Just think of all those b3tanauts and /b/tards who will be cruelly put out of work by this technology...
posted by benzo8 at 9:10 AM on October 5, 2009 [1 favorite]


borked already
posted by leotrotsky at 9:13 AM on October 5, 2009


But will it work with all the hand drawn porn you made when you were like, eleven?
posted by uandt at 9:14 AM on October 5, 2009


> Just think of all those b3tanauts and /b/tards who will be cruelly put out of work by this technology...

This looks shopped. I can tell from some of the pixels and from seeing quite a few shops in my time.
posted by ardgedee at 9:16 AM on October 5, 2009 [4 favorites]


If this thing can understand my drunken napkin doodles we're all in serious trouble.
posted by rokusan at 9:18 AM on October 5, 2009 [1 favorite]


Alternate link? If it works, it's going to take Rule 34 into terrifying new realms of possibility.
posted by permafrost at 9:20 AM on October 5, 2009 [3 favorites]


Can’t watch the video at work, but I’d like to see the composites in a larger format. Also, I would like to see some really absurd compositions done so we can see if they can really combine anything. Does the video satisfy?
posted by Think_Long at 9:25 AM on October 5, 2009


No but seriously, this looks much too good to be true.

Yeah, there are several super hard/impossible problems they are claiming to solve with this thing. State of the art image recognition can barely figure out where people's faces are in a given image, and yet somehow this system can not only figure out which item in an image search result is a person/sheep/fish/bear/sailboat but then seamlessly edit that particular part of the image out and paste it onto a completely different background.
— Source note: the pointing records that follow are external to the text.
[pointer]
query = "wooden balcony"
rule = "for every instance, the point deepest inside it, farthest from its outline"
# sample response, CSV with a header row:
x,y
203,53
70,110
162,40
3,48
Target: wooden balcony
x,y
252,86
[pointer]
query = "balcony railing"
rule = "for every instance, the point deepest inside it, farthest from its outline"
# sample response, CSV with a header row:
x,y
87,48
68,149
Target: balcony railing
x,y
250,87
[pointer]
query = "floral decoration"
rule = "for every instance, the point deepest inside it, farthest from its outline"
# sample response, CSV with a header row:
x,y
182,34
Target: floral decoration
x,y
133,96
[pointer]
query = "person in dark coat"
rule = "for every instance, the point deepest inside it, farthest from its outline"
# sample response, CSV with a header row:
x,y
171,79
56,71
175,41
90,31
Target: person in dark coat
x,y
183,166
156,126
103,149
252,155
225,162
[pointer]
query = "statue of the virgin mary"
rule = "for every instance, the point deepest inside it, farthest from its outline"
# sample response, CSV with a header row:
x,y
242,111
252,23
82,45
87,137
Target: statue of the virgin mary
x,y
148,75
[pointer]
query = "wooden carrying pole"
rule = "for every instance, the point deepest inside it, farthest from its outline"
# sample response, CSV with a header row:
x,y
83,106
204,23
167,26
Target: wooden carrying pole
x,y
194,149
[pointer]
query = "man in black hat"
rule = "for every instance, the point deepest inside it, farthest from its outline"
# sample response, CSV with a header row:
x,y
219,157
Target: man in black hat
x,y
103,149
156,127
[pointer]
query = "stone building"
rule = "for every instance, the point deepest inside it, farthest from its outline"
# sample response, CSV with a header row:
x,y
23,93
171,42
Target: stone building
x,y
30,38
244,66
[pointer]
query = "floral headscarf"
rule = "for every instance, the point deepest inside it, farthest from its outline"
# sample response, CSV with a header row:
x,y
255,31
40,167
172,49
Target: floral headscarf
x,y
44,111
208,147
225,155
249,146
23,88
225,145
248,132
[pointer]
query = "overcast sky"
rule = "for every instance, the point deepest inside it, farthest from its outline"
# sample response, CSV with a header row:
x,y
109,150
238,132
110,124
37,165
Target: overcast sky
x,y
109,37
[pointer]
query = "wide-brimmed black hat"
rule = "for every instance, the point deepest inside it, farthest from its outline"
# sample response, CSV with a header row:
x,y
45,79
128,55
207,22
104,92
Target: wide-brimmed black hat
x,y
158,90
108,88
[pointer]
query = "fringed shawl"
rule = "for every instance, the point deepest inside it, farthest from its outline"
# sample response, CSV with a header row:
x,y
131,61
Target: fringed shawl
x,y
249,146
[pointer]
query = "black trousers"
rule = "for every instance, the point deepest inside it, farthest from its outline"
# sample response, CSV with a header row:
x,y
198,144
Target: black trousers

Seems fake to me.
posted by burnmp3s at 9:26 AM on October 5, 2009


damn, that is geeky cool
posted by kuatto at 9:35 AM on October 5, 2009


The video is on Vimeo too, if the Chinese webserver dies: link
posted by smackfu at 9:38 AM on October 5, 2009


This looks shopped. I can tell from some of the pixels and from seeing quite a few shops in my time.

Considering the whole application is just automated photoshopping, it should look 'shopped. That doesn't mean it's faked.
posted by chundo at 9:50 AM on October 5, 2009


chundo, I'd like you to meet my old friend sarcasm.
posted by exogenous at 9:55 AM on October 5, 2009 [1 favorite]


The binaries are available to download. A quick try reveals it requires some .dll's from OpenCV. The .ini is a little cryptic. Wish I had more time to play with this (work). One thing I don't get is, why does it go through the trouble of OCRing the text labels? Why not just put X,Y positions and tags in the .ini? Anyways.
posted by hanoixan at 9:56 AM on October 5, 2009


One of the other authors has the SigGraph paper posted: PhotoSketch: Internet Image Montage

yet somehow this system can not only figure out which item in an image search result is a person/sheep/fish/bear/sailboat but then seamlessly edit that particular part of the image out and paste it onto a completely different background.

The paper covers this and it's pretty clever. They admit it's a hard general problem, but when you have every image on the internet available, you don't need a general algorithm: you just need one that works well in a specific situation, and a way to filter the images to limit it to that situation. Like cutting out an object on an arbitrary background is hard, but on a solid background is easy, so just use images with a solid background.

Also they use humans to filter out the crap results.

Also at the end they say the system is still pretty limited and improving it is really hard.

I agree that I wouldn't have been surprised if it was a fake video, but the paper is pretty convincing.
posted by smackfu at 9:58 AM on October 5, 2009 [2 favorites]


chundo: "This looks shopped. I can tell from some of the pixels and from seeing quite a few shops in my time.

Considering the whole application is just automated photoshopping, it should look 'shopped. That doesn't mean it's faked.
"

You may want to google the phrase you quoted...
posted by benzo8 at 9:59 AM on October 5, 2009


I think he's explaining it to me in that video, but all I can hear is "Magic magic magic. Magic magic. Magic magic magic."
posted by lucidium at 10:05 AM on October 5, 2009 [8 favorites]


Apologies for not being up on my fark memes.
posted by chundo at 10:05 AM on October 5, 2009


Well I don't know how you expect to get along in this world if you don't know your "I can tell from some of the pixels" from your "That would not kill Dracula!"
posted by Naberius at 10:19 AM on October 5, 2009 [1 favorite]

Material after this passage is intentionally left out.